Variedades

Coração de Cachorro une recordações de infância sobre o presidente dos EUA

Há uma velha piada entre críticos sobre filmes com cães como personagens. Seriam obras para cinófilos ou para cinéfilos? A gracinha não se aplica a este Coração de Cachorro, da cineasta e multiartista Laurie Anderson.

Certo. Há cachorro no título e também na obra – trata-se da cadelinha Lolabelle, de Laurie. Mas tudo vai muito além de enredos enternecidos sobre pets, que, diga-se, fazem o maior sucesso hoje em dia, já que os irracionais despertam mais simpatia que seres humanos. Acontece que Laurie, a pretexto de falar da cadela, fala, de fato, de perdas. E de morte.

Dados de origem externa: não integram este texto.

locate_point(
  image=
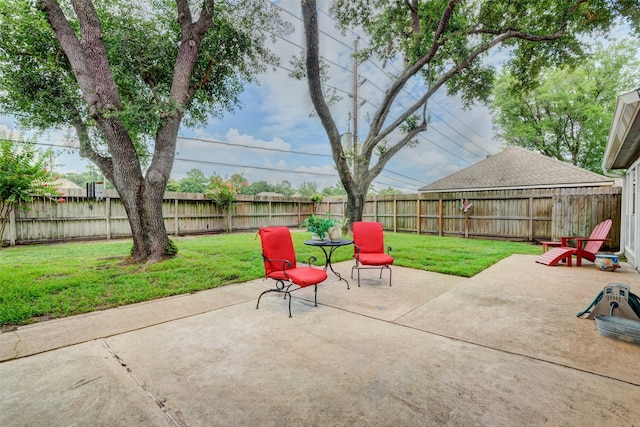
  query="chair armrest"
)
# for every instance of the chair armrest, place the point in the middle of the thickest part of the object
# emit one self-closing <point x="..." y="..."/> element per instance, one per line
<point x="563" y="239"/>
<point x="285" y="263"/>
<point x="311" y="258"/>
<point x="581" y="240"/>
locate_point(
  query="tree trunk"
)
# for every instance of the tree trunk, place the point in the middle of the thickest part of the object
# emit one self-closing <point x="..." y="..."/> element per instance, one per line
<point x="141" y="196"/>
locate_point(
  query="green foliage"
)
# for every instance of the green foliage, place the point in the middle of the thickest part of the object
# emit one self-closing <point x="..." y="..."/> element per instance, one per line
<point x="172" y="185"/>
<point x="450" y="45"/>
<point x="141" y="42"/>
<point x="172" y="249"/>
<point x="336" y="190"/>
<point x="23" y="174"/>
<point x="223" y="192"/>
<point x="308" y="189"/>
<point x="319" y="225"/>
<point x="316" y="198"/>
<point x="195" y="182"/>
<point x="92" y="174"/>
<point x="568" y="115"/>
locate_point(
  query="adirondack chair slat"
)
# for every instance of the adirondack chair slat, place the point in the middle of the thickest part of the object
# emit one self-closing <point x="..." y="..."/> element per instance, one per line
<point x="586" y="247"/>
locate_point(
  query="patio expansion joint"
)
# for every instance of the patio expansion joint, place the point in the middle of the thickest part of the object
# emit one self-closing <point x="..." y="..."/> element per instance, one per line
<point x="16" y="353"/>
<point x="160" y="402"/>
<point x="488" y="347"/>
<point x="58" y="346"/>
<point x="526" y="356"/>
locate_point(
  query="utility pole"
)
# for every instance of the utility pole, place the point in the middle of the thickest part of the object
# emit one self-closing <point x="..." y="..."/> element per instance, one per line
<point x="355" y="107"/>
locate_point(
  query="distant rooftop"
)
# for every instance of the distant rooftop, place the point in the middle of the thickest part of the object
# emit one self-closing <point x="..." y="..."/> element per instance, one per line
<point x="516" y="168"/>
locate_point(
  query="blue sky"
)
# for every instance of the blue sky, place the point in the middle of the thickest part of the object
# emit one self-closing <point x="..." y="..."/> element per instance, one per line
<point x="274" y="120"/>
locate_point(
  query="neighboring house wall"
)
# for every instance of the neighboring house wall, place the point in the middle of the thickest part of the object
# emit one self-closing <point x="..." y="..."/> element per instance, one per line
<point x="623" y="153"/>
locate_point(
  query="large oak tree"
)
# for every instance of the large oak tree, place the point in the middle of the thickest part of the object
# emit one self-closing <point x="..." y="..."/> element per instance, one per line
<point x="444" y="43"/>
<point x="125" y="76"/>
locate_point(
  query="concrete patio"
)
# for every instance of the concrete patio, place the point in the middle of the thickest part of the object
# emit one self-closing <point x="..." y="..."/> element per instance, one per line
<point x="502" y="348"/>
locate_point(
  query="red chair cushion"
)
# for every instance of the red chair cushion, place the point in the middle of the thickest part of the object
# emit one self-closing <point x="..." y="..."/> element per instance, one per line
<point x="278" y="246"/>
<point x="375" y="259"/>
<point x="368" y="237"/>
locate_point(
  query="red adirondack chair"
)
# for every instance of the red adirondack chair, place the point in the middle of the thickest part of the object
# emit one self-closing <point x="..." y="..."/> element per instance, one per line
<point x="585" y="247"/>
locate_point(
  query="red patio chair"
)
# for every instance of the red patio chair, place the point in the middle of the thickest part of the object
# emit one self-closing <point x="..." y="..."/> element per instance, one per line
<point x="368" y="249"/>
<point x="280" y="264"/>
<point x="585" y="247"/>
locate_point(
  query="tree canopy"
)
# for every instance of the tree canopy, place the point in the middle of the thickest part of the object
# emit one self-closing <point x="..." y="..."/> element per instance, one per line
<point x="125" y="76"/>
<point x="568" y="115"/>
<point x="445" y="45"/>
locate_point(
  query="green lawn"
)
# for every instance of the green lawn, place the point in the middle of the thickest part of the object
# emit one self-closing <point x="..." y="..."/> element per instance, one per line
<point x="40" y="282"/>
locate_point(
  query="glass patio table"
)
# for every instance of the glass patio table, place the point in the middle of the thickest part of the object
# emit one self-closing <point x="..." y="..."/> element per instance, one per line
<point x="329" y="247"/>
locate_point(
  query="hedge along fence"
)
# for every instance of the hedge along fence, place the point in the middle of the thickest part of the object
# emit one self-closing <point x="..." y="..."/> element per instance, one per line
<point x="528" y="215"/>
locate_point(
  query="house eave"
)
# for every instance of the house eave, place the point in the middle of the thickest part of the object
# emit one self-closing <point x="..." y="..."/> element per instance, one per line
<point x="623" y="145"/>
<point x="522" y="187"/>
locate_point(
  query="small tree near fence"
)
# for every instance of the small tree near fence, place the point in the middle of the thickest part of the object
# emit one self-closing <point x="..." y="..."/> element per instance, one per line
<point x="224" y="193"/>
<point x="23" y="175"/>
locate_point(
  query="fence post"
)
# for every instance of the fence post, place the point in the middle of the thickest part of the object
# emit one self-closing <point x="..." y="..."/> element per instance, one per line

A obra é um sutil amálgama de lembranças, trechos de filmes antigos, desenhos e meditações sobre a vida, narradas pela própria autora. Aqui e ali, essas reflexões são temperadas pelo humor. Mas o tom predominante é um tanto aziago. Afinal, Laurie fala da infância, mas também do seu tempo contemporâneo. Tempo difícil, em especial nas transformações pelas quais passam os Estados Unidos após o 11 de setembro. Laurie testemunha como o país se torna controlador e insensível. Como, a pretexto de combater o terrorismo, os direitos individuais vão sendo ameaçados e a linha que separa o controle de atividades criminosas e a pura bisbilhotice se torna tênue.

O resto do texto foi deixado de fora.